2: Submission is not a license to abuse your wife or use her as a doormat. If you read Ephesians 5:25-31 it will tell you how to treat your submissive wife. Basically love her the way you love yourself. So before you go and start demanding that she submits look in the mirror, tell yourself to step up and love her. Take from a woman- it is easier to submit to a loving man because you know you are safe so letting will not worry you as much. PS. she is not your servant so please do not treat her as such. To be submissive is let someone else lead but it does not mean to let them lord over you while you just “yes sir, ok sir”. At the end of the day gentlemen you too have a part to play. This concept works best in an environment of love and it is your responsibility to build and maintain it. Before she submits you owe her respect (she should reciprocate of course) and while she is submissive you owe her a love so real, so strong that your life literarily depends on it. Play your part men.
Having explained all of that let me say what I wanted to say lol

After creation all was well…. That is until temptation and the fall of Adam and Eve (well mankind really). As punishment Eve was told she would have severe pain in childbirth and she would have to SUBMIT to her husband. The talk of pain to, and in, a woman is for another day- today we will focus on submission. Submission was a concept introduced as punishment but it turned out so well that today it used to describe the church’s relationship with Christ. We must remember that this is a MARRIAGE concept though, not a common concept. So outside of holy matrimony eg.at work or school this does not, and should not be applied.

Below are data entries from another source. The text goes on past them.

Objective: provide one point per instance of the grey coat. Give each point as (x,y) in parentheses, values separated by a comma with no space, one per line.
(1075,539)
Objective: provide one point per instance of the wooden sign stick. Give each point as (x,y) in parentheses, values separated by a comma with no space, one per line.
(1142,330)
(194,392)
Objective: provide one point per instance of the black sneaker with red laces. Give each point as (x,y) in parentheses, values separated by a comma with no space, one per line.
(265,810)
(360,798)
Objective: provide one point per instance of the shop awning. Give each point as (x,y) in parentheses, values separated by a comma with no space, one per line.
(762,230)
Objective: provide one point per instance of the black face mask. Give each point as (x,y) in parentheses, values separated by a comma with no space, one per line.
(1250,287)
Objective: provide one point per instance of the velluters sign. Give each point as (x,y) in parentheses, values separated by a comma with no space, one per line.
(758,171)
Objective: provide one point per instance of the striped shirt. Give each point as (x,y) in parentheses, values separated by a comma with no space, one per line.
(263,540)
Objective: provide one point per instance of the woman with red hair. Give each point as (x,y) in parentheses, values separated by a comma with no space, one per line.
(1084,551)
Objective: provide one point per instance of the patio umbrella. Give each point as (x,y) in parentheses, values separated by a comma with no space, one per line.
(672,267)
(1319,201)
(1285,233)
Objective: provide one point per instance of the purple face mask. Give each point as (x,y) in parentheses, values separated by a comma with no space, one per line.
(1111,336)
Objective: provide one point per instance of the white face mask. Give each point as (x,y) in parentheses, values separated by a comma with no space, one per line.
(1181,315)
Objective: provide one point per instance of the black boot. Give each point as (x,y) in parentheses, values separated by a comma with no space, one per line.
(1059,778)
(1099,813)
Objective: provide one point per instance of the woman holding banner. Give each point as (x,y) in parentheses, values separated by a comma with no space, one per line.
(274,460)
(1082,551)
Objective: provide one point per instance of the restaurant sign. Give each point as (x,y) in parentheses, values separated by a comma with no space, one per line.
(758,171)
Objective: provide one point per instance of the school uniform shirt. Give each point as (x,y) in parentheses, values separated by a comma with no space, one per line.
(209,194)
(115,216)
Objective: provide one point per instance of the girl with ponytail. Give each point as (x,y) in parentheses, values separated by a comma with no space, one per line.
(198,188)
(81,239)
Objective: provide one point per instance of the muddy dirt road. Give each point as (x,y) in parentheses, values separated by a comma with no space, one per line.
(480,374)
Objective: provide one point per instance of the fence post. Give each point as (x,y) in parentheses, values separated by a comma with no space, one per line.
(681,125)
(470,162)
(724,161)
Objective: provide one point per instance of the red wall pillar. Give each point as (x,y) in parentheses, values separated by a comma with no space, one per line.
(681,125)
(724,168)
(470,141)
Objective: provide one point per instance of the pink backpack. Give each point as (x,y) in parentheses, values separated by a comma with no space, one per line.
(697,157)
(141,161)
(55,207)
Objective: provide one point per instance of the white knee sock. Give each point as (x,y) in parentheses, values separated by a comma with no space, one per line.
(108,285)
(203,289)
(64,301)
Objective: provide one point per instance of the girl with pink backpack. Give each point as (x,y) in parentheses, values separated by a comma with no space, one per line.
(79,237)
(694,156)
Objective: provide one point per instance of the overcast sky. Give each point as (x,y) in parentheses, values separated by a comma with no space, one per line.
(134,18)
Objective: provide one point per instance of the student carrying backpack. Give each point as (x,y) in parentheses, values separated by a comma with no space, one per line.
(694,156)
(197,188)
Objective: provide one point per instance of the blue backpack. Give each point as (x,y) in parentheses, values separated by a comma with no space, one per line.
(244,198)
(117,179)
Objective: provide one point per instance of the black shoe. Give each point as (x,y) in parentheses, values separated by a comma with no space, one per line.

I have come to realize that the reason saw submission as a fitting punishment for the woman because of the power (authority) he had put in her during creation. The word submit means to serve, to lower yourself. Submission is NOT doing laundry, cooking and other household chores- if it was then chefs, maids and even washing machines or dry cleaners would all automatically qualify to be called “wives”because they too do all these things. No, it actually a state of the mind and heart- a woman could not do chores in her house because they have the necessary help to do so around the house and still.be called a good,.submissive wife. To submit is a VOLUNTARY ACTION, it implies having power but choosing to give it up and surrender.

The power in a woman. The enemy saw this it and chose to exploit it. Does anyone wonder why the serpent chose Eve rather than Adam? The fact that Eve convinced Adam to take a bite of the apple is proof that Adam’s resolve was unmovable. Is it possible that the enemy knew that, had he tempted Adam first, Adam wouldn’t have had the power to convince Eve to follow suit? Of what use would only half a corrupted people be to the devourer? He saw what Eve, and women throughout the ages have not yet come to understand- simply put it is the fact that:  WOMEN HAVE THE POWER.

Men, being created first, have an inborn pride. A pride that defines them, and yet it is so fragile. This is why Paul, whenever he spoke of marriage, stresses the this concept of submission. I know that.today certain feminist ideals appear reject this notion and I’m tempted to believe that this is one of the major reasons marriages today are falling apart- we are.moving.further and further away from the ultimate blueprint of how households must be structured (according to the Word of God) in the name of being modern and keeping up with the times.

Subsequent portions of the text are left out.